22 Eylül 2011 Perşembe

gündüz düşleri


Biri çocukluğuna dair çok fazla şey hatırlamıyorsa, kötü bir geçmişi olduğu anlamına mı gelir? Benimkinin öyle olduğuna çok inanmıyorum. Ama iyi cümleler kuramıyorum şimdi.

O yıllarda yolculuklarıma romanlardaki, filmlerdeki gibi anlamlar yüklerdim. Değişik hikayelerin kahramanları olurdum otobüslerde. Geride bıraktığım sevgilim değildi. Küçümen bir yaşam, olsa olsa bir kasaba insan…

Izmir-Bodrum yolu ne ola ki o zaman? Alt tarafı 4-5 saatlik yol. Üstelik eşek sırtında ya da yaya da değil. Yol az görünürdü gözümüze. Sevildiğimizi bildiğimiz, beklendiğimiz bir ev var ya yolun sonunda...

Söke Ovası kim bilir kimlere ev sahipliği yaptı ömrü boyunca... Haritada bir mekanın ömrü olabilir mi oysa? Biz yolun başında Egeli çocuklardık, ova ise ulu bir toprak. En sevdiğim an, yemyeşil ekinlerin boy verdiği tarlaların yanından geçmekti, ulu mudur, değil midir bakmadan. Traktörün bıraktığı izle yol yol ayrılmış, bir tarakla usulca taranmış gibi, yemyeşil...

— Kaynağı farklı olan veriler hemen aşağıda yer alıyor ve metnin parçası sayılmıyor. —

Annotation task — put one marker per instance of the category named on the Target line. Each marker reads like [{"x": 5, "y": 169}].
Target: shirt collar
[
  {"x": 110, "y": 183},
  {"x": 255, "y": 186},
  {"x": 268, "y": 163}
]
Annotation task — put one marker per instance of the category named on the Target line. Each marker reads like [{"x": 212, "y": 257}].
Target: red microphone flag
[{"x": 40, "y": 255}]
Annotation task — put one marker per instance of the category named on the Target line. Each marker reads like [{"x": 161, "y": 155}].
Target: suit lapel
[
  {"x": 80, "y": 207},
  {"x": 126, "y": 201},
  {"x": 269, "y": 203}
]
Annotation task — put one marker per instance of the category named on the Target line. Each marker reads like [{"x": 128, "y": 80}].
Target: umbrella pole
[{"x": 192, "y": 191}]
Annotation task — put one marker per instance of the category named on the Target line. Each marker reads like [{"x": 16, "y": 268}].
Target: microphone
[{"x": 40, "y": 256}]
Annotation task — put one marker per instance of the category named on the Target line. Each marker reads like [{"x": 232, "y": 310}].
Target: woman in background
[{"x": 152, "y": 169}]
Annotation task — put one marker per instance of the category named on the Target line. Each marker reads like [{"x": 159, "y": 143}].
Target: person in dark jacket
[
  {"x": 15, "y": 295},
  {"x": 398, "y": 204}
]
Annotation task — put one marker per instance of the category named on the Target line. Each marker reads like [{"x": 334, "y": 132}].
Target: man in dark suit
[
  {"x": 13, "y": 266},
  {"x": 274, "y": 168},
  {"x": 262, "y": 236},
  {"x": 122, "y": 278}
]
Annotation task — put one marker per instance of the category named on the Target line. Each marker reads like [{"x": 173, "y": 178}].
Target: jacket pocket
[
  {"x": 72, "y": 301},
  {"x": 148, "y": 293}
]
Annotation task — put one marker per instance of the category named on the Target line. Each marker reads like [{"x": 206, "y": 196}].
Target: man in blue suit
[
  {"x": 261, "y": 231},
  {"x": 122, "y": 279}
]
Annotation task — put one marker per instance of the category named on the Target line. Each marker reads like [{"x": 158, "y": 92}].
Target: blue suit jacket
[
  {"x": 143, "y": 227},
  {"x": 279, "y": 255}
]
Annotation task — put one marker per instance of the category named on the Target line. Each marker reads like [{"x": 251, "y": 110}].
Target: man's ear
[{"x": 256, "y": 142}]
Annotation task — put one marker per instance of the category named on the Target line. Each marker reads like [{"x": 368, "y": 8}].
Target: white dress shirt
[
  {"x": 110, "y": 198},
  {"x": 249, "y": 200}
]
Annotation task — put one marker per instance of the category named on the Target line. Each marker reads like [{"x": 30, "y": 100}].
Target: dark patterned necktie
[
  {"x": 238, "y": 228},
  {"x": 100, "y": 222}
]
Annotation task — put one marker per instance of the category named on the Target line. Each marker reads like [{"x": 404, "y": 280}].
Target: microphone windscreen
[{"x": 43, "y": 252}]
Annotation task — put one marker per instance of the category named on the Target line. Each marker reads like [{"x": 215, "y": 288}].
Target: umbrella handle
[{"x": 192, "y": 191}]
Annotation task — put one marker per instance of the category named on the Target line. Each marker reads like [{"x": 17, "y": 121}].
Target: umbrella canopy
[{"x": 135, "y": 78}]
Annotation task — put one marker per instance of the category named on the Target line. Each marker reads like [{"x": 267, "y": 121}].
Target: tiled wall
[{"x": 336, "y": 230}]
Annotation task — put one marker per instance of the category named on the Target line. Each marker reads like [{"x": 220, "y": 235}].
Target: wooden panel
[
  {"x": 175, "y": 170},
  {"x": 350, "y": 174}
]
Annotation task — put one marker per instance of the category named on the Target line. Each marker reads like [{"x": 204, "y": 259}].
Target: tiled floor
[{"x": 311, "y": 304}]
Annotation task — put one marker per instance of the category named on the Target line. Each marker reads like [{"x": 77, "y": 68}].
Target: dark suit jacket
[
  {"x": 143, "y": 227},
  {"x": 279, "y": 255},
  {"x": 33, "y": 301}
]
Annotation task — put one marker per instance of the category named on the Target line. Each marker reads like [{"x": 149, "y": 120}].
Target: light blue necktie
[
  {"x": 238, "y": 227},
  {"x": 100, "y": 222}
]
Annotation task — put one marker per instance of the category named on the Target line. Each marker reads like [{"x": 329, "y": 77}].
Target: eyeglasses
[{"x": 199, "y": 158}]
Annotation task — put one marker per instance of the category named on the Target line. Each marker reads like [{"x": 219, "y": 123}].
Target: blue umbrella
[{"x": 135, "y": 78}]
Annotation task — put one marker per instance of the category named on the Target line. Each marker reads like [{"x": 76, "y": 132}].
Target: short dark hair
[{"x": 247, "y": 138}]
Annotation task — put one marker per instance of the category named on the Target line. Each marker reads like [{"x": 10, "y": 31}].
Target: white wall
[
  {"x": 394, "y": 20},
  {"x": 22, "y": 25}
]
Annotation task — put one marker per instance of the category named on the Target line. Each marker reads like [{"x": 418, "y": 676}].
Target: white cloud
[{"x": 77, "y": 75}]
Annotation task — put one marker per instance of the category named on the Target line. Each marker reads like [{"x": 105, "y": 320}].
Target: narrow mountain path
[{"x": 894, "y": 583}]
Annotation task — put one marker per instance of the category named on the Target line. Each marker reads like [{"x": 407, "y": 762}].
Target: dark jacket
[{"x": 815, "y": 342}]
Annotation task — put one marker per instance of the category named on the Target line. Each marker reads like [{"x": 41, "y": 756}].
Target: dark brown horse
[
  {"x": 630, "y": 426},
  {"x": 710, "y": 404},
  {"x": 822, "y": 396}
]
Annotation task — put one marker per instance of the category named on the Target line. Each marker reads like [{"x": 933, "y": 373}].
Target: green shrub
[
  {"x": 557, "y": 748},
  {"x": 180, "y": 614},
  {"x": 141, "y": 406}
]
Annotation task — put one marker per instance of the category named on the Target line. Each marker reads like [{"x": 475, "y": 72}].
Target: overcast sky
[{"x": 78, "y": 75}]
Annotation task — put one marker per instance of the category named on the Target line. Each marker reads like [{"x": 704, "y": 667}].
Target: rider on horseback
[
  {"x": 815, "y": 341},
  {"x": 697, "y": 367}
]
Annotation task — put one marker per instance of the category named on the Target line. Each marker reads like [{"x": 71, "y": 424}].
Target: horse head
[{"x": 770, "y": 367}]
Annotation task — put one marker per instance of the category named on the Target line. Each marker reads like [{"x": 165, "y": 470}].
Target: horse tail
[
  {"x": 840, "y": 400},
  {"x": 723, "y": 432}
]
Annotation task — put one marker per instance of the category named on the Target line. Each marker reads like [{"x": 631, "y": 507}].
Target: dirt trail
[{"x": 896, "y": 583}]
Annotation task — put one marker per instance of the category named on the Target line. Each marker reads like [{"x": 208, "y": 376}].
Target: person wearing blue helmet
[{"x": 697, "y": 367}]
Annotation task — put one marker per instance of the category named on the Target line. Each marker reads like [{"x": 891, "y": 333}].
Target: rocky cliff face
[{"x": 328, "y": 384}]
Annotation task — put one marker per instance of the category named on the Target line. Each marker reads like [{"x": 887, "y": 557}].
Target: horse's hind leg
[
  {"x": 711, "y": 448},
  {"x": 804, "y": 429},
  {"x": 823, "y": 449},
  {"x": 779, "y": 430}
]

Biraz sonra, koskoca ovanın ortasında, tek başına kalakalmış bir ağaçcıktır görüp göreceğimiz, o yıllarda en çok özendiğim. Oysa tarlanın sahibi, kim bilir kaç yüz yıllık bir alışkanlıkla, gölgesinde eylenmek, dinlenmek için bırakmıştır onu tek tüfek. Tarlanın bekçisi ya da belki daha çok çaptan düşmüş bir silahşör gibi... En çok ona özenir olmuştum o yolu gide gele. Tek başına, yemyeşil, ayakta. Özendiğim tek başınalığı mıydı, buna içerlediğim için mi ona susuyordum, bilmiyorum. Oysa o değil miydi Menderes’in kanıyla sulanan? Bense toprağın çoktan fethettiği, herşeyi ayakları altına aldığı bir yerden, aynı kaderi yaşayan bir başka yer arasında mekik dokuyordum. Yukarıdan biri içimdeki yolculuğa baksa, bir örümceğin dokuduğu parlak, ama saydam, ağları görecekti. İplik iplikti içim. Dokunmaya hazırdı. Ama karmakarışıktı. Bugün olduğu gibi.

Nereden gelip nereye gittiği belli olan, ucu başı kapalı bir zaman değil mi hayat? Öğretisi nedir? Kimleri seçer yanına? Kime ne öğretir? Adaleti var mıdır?

Bir mumu yaktığını düşün, sadece o an için. Bitmeyecek mi eninde sonunda? Ya da sen üfleyeceksin istemediklerini, olmadı rüzgar, hiç değilse cereyan.